Обсуждение: pgsql: Fix ts_headline() edge cases for empty query and empty search te

Поиск
Список
Период
Сортировка

pgsql: Fix ts_headline() edge cases for empty query and empty search te

От
Tom Lane
Дата:
Fix ts_headline() edge cases for empty query and empty search text.

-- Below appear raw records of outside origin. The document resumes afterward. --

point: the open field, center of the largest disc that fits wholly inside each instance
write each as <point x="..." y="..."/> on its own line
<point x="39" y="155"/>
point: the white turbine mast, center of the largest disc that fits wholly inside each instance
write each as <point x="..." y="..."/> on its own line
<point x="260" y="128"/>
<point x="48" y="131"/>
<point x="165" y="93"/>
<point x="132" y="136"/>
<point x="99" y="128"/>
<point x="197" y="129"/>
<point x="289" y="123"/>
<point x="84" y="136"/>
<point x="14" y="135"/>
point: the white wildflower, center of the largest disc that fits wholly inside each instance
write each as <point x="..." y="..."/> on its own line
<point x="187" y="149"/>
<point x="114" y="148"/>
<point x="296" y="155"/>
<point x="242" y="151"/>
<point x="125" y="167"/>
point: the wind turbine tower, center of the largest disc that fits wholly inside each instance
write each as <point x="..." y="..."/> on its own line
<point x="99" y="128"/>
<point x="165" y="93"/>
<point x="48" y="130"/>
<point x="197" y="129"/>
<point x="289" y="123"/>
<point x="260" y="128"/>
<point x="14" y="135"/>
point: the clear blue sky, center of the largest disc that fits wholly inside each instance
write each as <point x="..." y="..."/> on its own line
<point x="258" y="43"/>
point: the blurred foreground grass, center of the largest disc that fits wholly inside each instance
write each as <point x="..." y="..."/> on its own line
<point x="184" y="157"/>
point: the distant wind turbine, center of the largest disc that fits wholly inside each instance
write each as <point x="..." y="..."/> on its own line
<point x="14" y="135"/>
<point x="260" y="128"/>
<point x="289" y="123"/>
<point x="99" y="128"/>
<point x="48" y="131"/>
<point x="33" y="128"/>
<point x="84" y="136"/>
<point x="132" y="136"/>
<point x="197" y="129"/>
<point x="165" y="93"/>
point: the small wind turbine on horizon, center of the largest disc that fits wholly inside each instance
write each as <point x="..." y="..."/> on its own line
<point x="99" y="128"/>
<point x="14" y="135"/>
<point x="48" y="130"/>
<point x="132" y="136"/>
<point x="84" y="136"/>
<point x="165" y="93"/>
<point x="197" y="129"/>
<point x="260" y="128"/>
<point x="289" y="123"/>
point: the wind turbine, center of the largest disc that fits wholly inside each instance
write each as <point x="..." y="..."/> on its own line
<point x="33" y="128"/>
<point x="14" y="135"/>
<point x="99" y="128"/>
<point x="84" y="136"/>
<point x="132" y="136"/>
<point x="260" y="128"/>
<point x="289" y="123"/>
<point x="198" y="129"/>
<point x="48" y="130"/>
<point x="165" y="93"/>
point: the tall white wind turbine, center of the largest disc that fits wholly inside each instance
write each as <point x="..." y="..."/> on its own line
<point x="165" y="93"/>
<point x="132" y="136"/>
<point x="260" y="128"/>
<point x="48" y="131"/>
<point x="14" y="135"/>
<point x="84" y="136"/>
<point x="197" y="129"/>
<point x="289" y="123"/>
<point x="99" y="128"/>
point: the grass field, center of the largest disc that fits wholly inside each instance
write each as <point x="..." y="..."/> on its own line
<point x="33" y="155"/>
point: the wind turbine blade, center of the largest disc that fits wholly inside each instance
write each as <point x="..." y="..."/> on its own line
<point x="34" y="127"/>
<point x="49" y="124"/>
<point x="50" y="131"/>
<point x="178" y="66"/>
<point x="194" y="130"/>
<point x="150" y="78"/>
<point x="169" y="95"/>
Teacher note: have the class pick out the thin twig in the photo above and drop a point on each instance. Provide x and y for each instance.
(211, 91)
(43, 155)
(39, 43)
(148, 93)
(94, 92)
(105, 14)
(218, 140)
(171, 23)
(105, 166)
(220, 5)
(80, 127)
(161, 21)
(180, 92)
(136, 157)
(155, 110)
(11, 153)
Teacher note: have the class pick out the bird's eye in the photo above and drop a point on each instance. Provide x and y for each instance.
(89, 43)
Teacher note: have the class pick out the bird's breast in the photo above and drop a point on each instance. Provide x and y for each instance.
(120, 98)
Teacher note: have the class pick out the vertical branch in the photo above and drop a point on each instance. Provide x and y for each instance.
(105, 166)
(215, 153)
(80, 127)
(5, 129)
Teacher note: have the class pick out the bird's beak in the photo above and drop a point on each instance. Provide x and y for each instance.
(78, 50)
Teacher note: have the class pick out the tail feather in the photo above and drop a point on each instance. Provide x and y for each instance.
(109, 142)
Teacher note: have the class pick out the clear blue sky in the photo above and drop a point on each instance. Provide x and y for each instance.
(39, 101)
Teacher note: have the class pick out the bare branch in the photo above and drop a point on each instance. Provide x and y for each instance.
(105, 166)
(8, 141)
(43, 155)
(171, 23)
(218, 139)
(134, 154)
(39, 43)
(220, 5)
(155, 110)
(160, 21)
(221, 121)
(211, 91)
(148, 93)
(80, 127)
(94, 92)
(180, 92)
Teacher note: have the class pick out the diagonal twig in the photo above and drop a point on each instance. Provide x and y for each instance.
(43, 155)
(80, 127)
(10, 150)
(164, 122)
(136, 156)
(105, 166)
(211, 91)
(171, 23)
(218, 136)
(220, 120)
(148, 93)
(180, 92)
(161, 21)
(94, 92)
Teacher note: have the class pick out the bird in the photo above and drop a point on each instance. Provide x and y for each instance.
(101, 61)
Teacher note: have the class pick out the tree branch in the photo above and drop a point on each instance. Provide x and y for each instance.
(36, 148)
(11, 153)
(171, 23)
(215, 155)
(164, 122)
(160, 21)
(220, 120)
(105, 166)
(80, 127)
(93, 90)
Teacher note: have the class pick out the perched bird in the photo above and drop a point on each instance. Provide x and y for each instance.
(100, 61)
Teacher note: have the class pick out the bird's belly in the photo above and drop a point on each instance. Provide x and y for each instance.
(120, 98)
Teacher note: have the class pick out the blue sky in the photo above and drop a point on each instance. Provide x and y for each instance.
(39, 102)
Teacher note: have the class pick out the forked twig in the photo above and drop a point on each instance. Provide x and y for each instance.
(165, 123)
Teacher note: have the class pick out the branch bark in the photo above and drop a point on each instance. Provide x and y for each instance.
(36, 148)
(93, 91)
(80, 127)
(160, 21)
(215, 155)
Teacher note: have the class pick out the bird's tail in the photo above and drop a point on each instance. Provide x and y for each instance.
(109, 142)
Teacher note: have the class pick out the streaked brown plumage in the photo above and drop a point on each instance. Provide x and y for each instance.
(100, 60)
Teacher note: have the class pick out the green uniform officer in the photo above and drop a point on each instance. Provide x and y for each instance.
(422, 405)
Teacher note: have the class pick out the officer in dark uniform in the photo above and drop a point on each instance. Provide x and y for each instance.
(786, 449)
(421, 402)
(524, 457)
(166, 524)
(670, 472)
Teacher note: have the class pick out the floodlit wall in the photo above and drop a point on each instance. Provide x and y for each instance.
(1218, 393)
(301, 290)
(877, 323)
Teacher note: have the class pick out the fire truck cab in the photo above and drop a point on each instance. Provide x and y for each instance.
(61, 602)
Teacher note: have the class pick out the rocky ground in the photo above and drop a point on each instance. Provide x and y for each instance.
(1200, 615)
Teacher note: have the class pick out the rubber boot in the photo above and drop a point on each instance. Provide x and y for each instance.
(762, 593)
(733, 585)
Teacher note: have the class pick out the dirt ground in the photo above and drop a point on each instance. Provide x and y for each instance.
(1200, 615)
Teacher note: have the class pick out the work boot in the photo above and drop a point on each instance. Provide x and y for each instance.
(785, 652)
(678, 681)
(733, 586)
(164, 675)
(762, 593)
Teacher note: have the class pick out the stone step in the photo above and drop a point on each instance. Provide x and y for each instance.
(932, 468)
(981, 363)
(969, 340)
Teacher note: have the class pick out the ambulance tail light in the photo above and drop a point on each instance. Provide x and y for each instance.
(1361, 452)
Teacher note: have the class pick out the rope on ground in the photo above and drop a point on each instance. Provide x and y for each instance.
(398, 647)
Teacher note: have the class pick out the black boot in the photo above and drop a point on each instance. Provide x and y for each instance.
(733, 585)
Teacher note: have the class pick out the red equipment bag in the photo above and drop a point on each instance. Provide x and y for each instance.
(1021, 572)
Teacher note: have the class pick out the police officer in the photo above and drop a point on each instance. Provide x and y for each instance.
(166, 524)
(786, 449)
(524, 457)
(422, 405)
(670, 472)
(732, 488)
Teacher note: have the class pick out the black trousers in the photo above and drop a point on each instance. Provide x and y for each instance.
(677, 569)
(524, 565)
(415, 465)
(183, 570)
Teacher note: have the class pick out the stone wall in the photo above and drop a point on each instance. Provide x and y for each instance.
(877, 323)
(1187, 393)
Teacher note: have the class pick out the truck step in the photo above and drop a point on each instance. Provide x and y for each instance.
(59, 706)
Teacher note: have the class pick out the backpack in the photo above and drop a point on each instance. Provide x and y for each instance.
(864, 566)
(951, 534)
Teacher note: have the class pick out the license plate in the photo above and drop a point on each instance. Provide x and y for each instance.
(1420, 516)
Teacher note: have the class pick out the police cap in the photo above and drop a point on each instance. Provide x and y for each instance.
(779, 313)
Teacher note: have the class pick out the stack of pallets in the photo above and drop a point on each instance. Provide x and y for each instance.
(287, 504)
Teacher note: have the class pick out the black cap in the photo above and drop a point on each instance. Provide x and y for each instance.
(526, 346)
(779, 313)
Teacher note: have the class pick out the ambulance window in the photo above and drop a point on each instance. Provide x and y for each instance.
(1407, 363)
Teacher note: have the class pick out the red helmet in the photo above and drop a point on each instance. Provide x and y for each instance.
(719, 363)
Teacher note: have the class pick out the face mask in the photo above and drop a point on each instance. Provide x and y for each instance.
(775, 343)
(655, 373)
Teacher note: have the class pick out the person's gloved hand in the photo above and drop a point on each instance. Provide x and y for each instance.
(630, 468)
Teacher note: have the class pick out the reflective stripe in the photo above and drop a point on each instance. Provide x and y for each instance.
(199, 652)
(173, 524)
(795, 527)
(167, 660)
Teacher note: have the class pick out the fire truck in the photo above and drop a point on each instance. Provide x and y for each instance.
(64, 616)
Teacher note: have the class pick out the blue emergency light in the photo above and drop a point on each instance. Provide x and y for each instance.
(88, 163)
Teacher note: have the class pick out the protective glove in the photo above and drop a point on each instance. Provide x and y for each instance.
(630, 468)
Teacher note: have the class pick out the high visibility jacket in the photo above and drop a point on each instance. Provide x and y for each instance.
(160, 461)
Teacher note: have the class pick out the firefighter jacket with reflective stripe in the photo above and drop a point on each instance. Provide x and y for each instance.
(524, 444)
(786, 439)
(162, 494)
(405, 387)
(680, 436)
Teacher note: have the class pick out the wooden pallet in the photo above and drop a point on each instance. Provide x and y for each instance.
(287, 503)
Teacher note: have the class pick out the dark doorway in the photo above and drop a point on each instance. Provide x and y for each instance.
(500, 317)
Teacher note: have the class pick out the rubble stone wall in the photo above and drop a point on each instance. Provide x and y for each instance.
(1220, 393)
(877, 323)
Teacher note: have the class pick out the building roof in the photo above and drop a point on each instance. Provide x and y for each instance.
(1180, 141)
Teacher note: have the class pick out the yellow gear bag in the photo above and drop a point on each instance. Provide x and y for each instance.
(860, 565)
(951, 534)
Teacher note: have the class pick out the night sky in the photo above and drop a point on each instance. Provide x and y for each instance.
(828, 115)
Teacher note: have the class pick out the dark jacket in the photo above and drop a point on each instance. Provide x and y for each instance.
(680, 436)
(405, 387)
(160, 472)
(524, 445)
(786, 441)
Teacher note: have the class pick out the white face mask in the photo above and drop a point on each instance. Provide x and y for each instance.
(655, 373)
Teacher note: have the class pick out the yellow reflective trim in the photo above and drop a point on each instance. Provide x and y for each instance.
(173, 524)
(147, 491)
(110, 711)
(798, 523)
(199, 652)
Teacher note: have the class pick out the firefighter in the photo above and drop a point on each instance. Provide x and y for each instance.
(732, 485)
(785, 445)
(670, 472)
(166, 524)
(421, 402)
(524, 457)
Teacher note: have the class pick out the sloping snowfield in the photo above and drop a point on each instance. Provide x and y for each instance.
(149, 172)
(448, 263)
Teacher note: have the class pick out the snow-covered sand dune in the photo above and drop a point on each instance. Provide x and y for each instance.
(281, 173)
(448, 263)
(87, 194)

tsquery's GETQUERY() macro is only safe to apply to a tsquery
that is known non-empty; otherwise it gives a pointer to garbage.
Before commit 5a617d75d, ts_headline() avoided this pitfall, but
only in a very indirect, nonobvious way.  (hlCover could not reach
its TS_execute call, because if the query contains no lexemes
then hlFirstIndex would surely return -1.)  After that commit,
it fell into the trap, resulting in weird errors such as
"unrecognized operator" and/or valgrind complaints.  In HEAD,
fix this by not calling TS_execute_locations() at all for an
empty query.  In the back branches, add a defensive check to
hlCover() --- that's not fixing any live bug, but I judge the
code a bit too fragile as-is.

Also, both mark_hl_fragments() and mark_hl_words() were careless
about the possibility of empty search text: in the cases where
no match has been found, they'd end up telling mark_fragment() to
mark from word indexes 0 to 0 inclusive, even when there is no
word 0.  This is harmless since we over-allocated the prs->words
array, but it does annoy valgrind.  Fix so that the end index is -1
and thus mark_fragment() will do nothing in such cases.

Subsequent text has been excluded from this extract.